Protein-bound polysaccharide-K (PSK) induces apoptosis and inhibits proliferation of promyelomonocytic leukemia HL-60 cells.

Protein-bound polysaccharide-K (PSK) is extracted from Coriolus versicolor (CM101), and is clinically used in combination therapy for gastrointestinal cancer and small cell lung carcinoma. PSK is a biological response modifier (BRM), and its mechanism of action is partly mediated, by modulating host immune systems, such as the activation of immune effector cells and the neutralization of transforming growth factor-beta (TGFß) activity. Direct inhibition of tumor cell proliferation has been reported as another mechanism, but how PSK induces such an effect remains to be elucidated. Here, the anti-proliferative activity of PSK was examined using seven different human malignant cell lines (WiDr, HT29, SW480, KATOIII, AGS, HL60 and U937), and PSK was found to inhibit the proliferation of HL-60 cells most profoundly. Therefore, HL-60 cells were used to clarify the mechanism of anti-proliferative activity. Caspase-3 activation followed by apoptosis are involved at least in part in the PSK-induced anti-proliferative activity against HL-60 cells.

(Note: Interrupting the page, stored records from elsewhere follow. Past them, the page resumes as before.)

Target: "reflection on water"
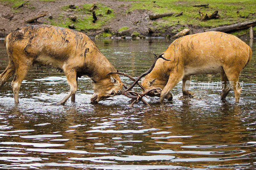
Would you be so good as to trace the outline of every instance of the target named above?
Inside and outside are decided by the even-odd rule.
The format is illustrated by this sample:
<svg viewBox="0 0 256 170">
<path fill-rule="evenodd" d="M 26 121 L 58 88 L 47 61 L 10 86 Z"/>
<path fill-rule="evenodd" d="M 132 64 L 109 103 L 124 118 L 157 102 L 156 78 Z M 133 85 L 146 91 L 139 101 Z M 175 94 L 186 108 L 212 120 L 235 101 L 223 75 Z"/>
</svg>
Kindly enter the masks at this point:
<svg viewBox="0 0 256 170">
<path fill-rule="evenodd" d="M 171 42 L 166 39 L 95 42 L 118 70 L 137 77 Z M 63 74 L 54 69 L 29 72 L 15 105 L 11 78 L 0 91 L 0 168 L 154 169 L 256 168 L 256 43 L 243 71 L 238 105 L 234 93 L 220 100 L 219 74 L 193 76 L 190 89 L 198 97 L 157 97 L 128 106 L 129 99 L 92 104 L 92 81 L 78 79 L 76 102 L 51 105 L 69 91 Z M 0 42 L 0 71 L 8 58 Z M 131 81 L 122 77 L 129 84 Z M 140 90 L 137 87 L 135 90 Z"/>
</svg>

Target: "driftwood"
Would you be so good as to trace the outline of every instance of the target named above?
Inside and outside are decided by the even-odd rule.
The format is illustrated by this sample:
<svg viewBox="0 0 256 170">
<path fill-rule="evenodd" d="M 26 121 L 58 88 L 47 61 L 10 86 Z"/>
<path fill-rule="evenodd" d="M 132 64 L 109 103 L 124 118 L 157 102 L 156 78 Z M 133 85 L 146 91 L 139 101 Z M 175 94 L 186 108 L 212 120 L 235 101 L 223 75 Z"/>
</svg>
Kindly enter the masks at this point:
<svg viewBox="0 0 256 170">
<path fill-rule="evenodd" d="M 21 5 L 19 5 L 19 6 L 18 6 L 18 7 L 17 7 L 16 8 L 16 9 L 15 9 L 15 10 L 17 10 L 17 9 L 19 9 L 19 8 L 21 8 L 21 7 L 22 7 L 22 6 L 24 6 L 24 5 L 25 5 L 25 4 L 27 4 L 27 3 L 28 3 L 28 2 L 29 2 L 29 1 L 27 1 L 25 3 L 23 3 L 23 4 L 21 4 Z"/>
<path fill-rule="evenodd" d="M 149 18 L 151 19 L 155 19 L 163 17 L 168 17 L 171 16 L 173 14 L 174 12 L 166 12 L 161 14 L 154 14 L 149 15 Z"/>
<path fill-rule="evenodd" d="M 76 5 L 74 4 L 71 4 L 68 7 L 69 7 L 69 8 L 70 9 L 75 9 L 76 8 Z"/>
<path fill-rule="evenodd" d="M 92 7 L 91 7 L 91 9 L 89 9 L 89 11 L 90 12 L 92 12 L 97 8 L 97 5 L 95 5 L 95 4 L 93 4 L 92 6 Z"/>
<path fill-rule="evenodd" d="M 201 4 L 201 5 L 193 5 L 192 6 L 194 7 L 199 7 L 200 6 L 206 6 L 209 5 L 209 4 Z"/>
<path fill-rule="evenodd" d="M 250 27 L 250 29 L 249 30 L 249 35 L 250 35 L 250 38 L 252 39 L 253 38 L 253 30 L 252 30 L 252 27 Z"/>
<path fill-rule="evenodd" d="M 130 29 L 125 29 L 124 30 L 123 30 L 123 31 L 119 31 L 117 32 L 116 33 L 116 36 L 122 36 L 122 35 L 124 35 L 128 32 L 129 31 L 130 31 L 131 30 Z"/>
<path fill-rule="evenodd" d="M 176 15 L 174 15 L 174 16 L 175 17 L 178 17 L 179 16 L 180 16 L 180 15 L 182 15 L 182 13 L 183 13 L 183 12 L 180 12 L 178 14 L 177 14 Z"/>
<path fill-rule="evenodd" d="M 110 14 L 112 13 L 112 11 L 111 10 L 108 10 L 108 11 L 107 12 L 107 14 Z"/>
<path fill-rule="evenodd" d="M 201 16 L 202 16 L 202 13 L 199 12 L 199 14 Z M 201 19 L 201 21 L 206 21 L 206 20 L 209 20 L 209 19 L 217 19 L 220 18 L 220 15 L 218 14 L 218 11 L 215 11 L 214 12 L 212 13 L 212 14 L 210 16 L 208 16 L 207 15 L 207 14 L 205 14 L 205 15 L 203 17 L 202 19 Z"/>
<path fill-rule="evenodd" d="M 76 16 L 75 16 L 74 15 L 70 14 L 68 16 L 68 17 L 72 21 L 76 21 Z"/>
<path fill-rule="evenodd" d="M 25 22 L 27 23 L 32 23 L 35 21 L 38 18 L 40 18 L 41 17 L 44 17 L 47 14 L 45 13 L 39 14 L 39 15 L 38 15 L 36 17 L 34 17 L 30 19 L 28 19 L 28 20 L 25 21 Z"/>
<path fill-rule="evenodd" d="M 172 36 L 172 38 L 178 38 L 182 36 L 184 36 L 184 35 L 188 35 L 188 34 L 189 31 L 190 30 L 189 29 L 185 28 L 182 31 L 180 31 L 176 35 Z"/>
<path fill-rule="evenodd" d="M 92 12 L 92 18 L 93 18 L 93 20 L 92 20 L 92 22 L 95 23 L 96 20 L 97 20 L 97 17 L 96 16 L 96 14 L 95 14 L 95 11 Z"/>
<path fill-rule="evenodd" d="M 205 30 L 205 31 L 220 31 L 221 32 L 228 32 L 236 30 L 248 28 L 250 27 L 256 26 L 256 20 L 249 21 L 236 24 L 227 26 L 220 27 Z"/>
</svg>

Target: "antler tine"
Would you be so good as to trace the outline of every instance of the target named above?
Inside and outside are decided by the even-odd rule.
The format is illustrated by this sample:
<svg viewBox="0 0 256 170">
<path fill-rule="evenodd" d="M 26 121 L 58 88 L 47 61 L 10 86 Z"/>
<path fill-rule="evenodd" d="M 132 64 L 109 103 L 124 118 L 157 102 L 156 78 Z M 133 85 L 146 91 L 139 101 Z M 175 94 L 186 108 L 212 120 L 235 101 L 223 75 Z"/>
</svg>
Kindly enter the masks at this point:
<svg viewBox="0 0 256 170">
<path fill-rule="evenodd" d="M 164 53 L 163 53 L 157 56 L 156 57 L 155 57 L 155 61 L 154 61 L 154 62 L 153 62 L 153 64 L 152 64 L 152 66 L 151 66 L 151 67 L 149 68 L 149 69 L 148 69 L 148 70 L 147 71 L 143 73 L 138 78 L 137 78 L 136 80 L 135 81 L 134 81 L 133 83 L 132 83 L 132 84 L 131 85 L 130 85 L 129 87 L 128 87 L 128 88 L 127 88 L 127 89 L 126 89 L 125 90 L 125 92 L 126 92 L 130 90 L 131 89 L 132 89 L 132 88 L 133 88 L 133 87 L 134 87 L 134 86 L 135 85 L 136 83 L 137 83 L 139 81 L 139 80 L 140 80 L 140 79 L 141 79 L 145 75 L 147 75 L 147 74 L 149 74 L 150 73 L 150 72 L 151 72 L 151 71 L 152 71 L 153 70 L 154 67 L 155 67 L 155 65 L 156 65 L 156 60 L 157 60 L 157 59 L 158 59 L 158 58 L 162 58 L 164 59 L 167 61 L 171 61 L 170 60 L 165 58 L 163 57 L 162 56 L 164 54 Z M 156 56 L 156 55 L 155 55 Z"/>
<path fill-rule="evenodd" d="M 130 76 L 130 75 L 129 75 L 128 74 L 127 74 L 126 73 L 123 73 L 123 72 L 111 72 L 109 73 L 108 73 L 108 74 L 107 74 L 107 75 L 106 75 L 106 76 L 108 75 L 108 74 L 120 74 L 120 75 L 124 75 L 124 76 L 126 76 L 126 77 L 127 77 L 128 78 L 129 78 L 130 79 L 131 79 L 132 80 L 132 81 L 136 81 L 136 79 L 134 79 L 134 78 L 132 77 L 132 76 Z M 145 90 L 145 88 L 144 88 L 144 87 L 143 87 L 143 86 L 142 86 L 142 85 L 141 85 L 141 84 L 140 84 L 140 83 L 139 83 L 139 82 L 137 82 L 137 84 L 138 84 L 138 85 L 139 86 L 140 86 L 140 88 L 142 89 L 143 90 Z M 125 87 L 124 85 L 124 87 L 126 89 L 127 89 L 127 88 L 128 88 L 128 87 Z"/>
</svg>

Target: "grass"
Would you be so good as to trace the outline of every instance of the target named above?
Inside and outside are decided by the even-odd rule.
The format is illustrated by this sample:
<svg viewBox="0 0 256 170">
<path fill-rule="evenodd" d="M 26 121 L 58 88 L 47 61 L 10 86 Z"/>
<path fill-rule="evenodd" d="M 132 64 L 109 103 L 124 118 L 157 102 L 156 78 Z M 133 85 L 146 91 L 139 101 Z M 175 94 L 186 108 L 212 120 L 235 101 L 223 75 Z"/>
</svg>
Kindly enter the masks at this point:
<svg viewBox="0 0 256 170">
<path fill-rule="evenodd" d="M 25 3 L 27 1 L 19 0 L 0 0 L 1 2 L 4 2 L 7 4 L 12 4 L 12 7 L 13 8 L 18 7 L 18 6 Z M 29 4 L 29 2 L 27 2 L 26 4 Z"/>
<path fill-rule="evenodd" d="M 76 8 L 71 10 L 68 5 L 63 7 L 61 9 L 63 12 L 60 13 L 57 19 L 54 19 L 49 20 L 52 25 L 61 27 L 68 27 L 68 25 L 74 24 L 76 29 L 89 30 L 90 29 L 97 29 L 100 28 L 107 21 L 115 16 L 114 12 L 110 14 L 107 14 L 108 10 L 113 11 L 110 8 L 101 4 L 97 4 L 97 9 L 94 11 L 98 19 L 95 23 L 92 22 L 93 18 L 92 13 L 88 10 L 91 8 L 92 4 L 86 4 L 81 6 L 76 6 Z M 73 21 L 69 19 L 65 14 L 64 12 L 69 10 L 73 10 L 75 11 L 75 15 L 77 17 L 77 20 Z"/>
<path fill-rule="evenodd" d="M 124 31 L 124 30 L 125 30 L 126 29 L 129 29 L 129 27 L 123 27 L 122 28 L 120 28 L 119 30 L 118 30 L 118 31 Z"/>
<path fill-rule="evenodd" d="M 252 7 L 255 6 L 255 0 L 158 0 L 155 3 L 153 2 L 153 1 L 137 0 L 132 3 L 131 7 L 126 12 L 136 9 L 146 9 L 151 10 L 155 13 L 175 12 L 172 16 L 163 18 L 161 21 L 153 21 L 153 25 L 169 27 L 179 22 L 181 25 L 192 24 L 205 28 L 214 27 L 255 19 L 253 14 L 255 12 Z M 208 7 L 192 6 L 193 5 L 203 4 L 209 4 L 209 5 Z M 238 13 L 236 13 L 237 10 L 239 10 Z M 218 14 L 220 16 L 220 19 L 200 21 L 198 11 L 209 15 L 215 10 L 218 11 Z M 177 17 L 174 17 L 175 14 L 181 11 L 183 12 L 182 15 Z M 244 18 L 243 18 L 243 16 L 244 16 Z"/>
</svg>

A protein-bound polysaccharide, PSK, enhances tumor suppression induced by docetaxel in a gastric cancer xenograft model.

BACKGROUND: We have reported previously that docetaxel (TXT) induces apoptosis and nuclear factor-kappaB (NF-kappaB) activation, and that blockade of NF-kappaB activation augments TXT-induced apoptosis in human gastric cancer cells. In addition, we have also shown that a protein-bound polysaccharide PSK enhances TXT-induced apoptosis through NF-kappaB inhibition in human pancreatic cancer cells. Based on these observations, in the present study the possibility that PSK could enhance TXT-mediated tumor suppression was examined in vivo and in vitro. MATERIALS AND METHODS: A gastric cancer xenograft model was used to examine the enhanced TXT-mediated tumor suppression by PSK in vivo. The effects of PSK on proliferation and apoptosis induced by TXT in gastric cancer cells were evaluated in vitro using a human gastric cancer cell line, MK-1. The effect of PSK on increased TXT-induced invasion was also measured. RESULTS: PSK enhanced TXT-mediated tumor suppression in vivo. Immunohistochemical analyses of the tumors revealed that TXT increased NF-kappaB activation in the tumors and this was suppressed by PSK. In the ex vivo experimental system, PSK enhanced the growth inhibition and apoptosis induced by TXT in the MK-1 cells and reduced the increased invasive ability induced by TXT. CONCLUSION: PSK enhanced TXT-induced tumor suppression in a gastric cancer xenograft model.

[Effect of PSK on Th1/Th2 balance in tumor-bearing mice].

We investigated the effect of PSK on Th1/Th2 balance in tumor-bearing mice. PSK was intraperitoneally administered to Meth A-bearing BALB/c mice, and PSK caused regression of the Meth A tumor. The results of Winn assay suggested that the effect of PSK was dependent on CD4+T cells. Furthermore, spleen cells were cultured with mitomycin C-treated Meth A, after which the cytokine concentration was measured by ELISA. IFN-gamma production was increased and IL-4 showed almost no change in PSK-administered mice. In another experiment, PSK was orally administered to colon 26-bearing mice in which tumors were inoculated into the subserosal space of the cecum. Mesenteric lymph nodes cells were cultured with mitomycin C-treated colon 26 cells. IFN-gamma production was increased, but not so much as to be statistically significant, and IL-4 was significantly decreased in PSK-administered mice. PSK increased IFN-gamma and IL-12 p70 production and decreased IL-4 production when spleen cells were stimulated with Con A together with PSK in vitro. As suggested from these results, PSK might induce cytokine production that works for Th1 differentiation, and suppress cytokine production that works for Th2 differentiation, and shift the Th1/Th2 balance toward Th1 dominance in tumor-bearing mice.